A supplemental investigation of non-linearity in quantum generative models with respect to simulatability and optimization
Kaitlin Gili, Rohan S. Kumar, Mykolas Sveistrys, C. J. Ballance
TL;DR
The paper investigates whether introducing non-linearity via Repeat-Until-Success subroutines in quantum generative models yields two outcomes: potential classical simulability under the deferred measurement principle and effects on training stability. Using the Quantum Neuron Born Machine (QNBM), the authors compare a nonlinear QNBM to a linearized version that maps to Bayesian networks and show the nonlinear model is not trivially classically simulatable. They conduct training experiments on three distributions with a (5,0,6) architecture, observing that optimization can be unstable and dataset-dependent, with some tasks showing strong performance in best trials but high variance across trials. The results suggest non-linearity in quantum generative models remains a double-edged tool—not universally classically simulatable, but potentially destabilizing—prompting further work on inductive biases and task-aligned datasets.
Abstract
Recent work has demonstrated the utility of introducing non-linearity through repeat-until-success (RUS) sub-routines into quantum circuits for generative modeling. As a follow-up to this work, we investigate two questions of relevance to the quantum algorithms and machine learning communities: Does introducing this form of non-linearity make the learning model classically simulatable due to the deferred measurement principle? And does introducing this form of non-linearity make the overall model's training more unstable? With respect to the first question, we demonstrate that the RUS sub-routines do not allow us to trivially map this quantum model to a classical one, whereas a model without RUS sub-circuits containing mid-circuit measurements could be mapped to a classical Bayesian network due to the deferred measurement principle of quantum mechanics.

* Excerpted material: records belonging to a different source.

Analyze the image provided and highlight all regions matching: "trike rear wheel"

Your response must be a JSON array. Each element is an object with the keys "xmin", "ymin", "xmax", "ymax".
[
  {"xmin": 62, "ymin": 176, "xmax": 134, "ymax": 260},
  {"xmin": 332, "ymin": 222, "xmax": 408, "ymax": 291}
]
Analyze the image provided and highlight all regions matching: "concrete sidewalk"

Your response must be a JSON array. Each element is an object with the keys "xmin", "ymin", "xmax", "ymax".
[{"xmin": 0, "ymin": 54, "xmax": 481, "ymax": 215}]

This strongly suggests that the proposed form of non-linearity makes the model classically in-efficient to simulate. In the pursuit of the second question, we train larger models than previously shown on three different probability distributions, one continuous and two discrete, and compare the training performance across multiple random trials. We see that while the model is able to perform exceptionally well in some trials, the variance across trials with certain datasets quantifies its relatively poor training stability.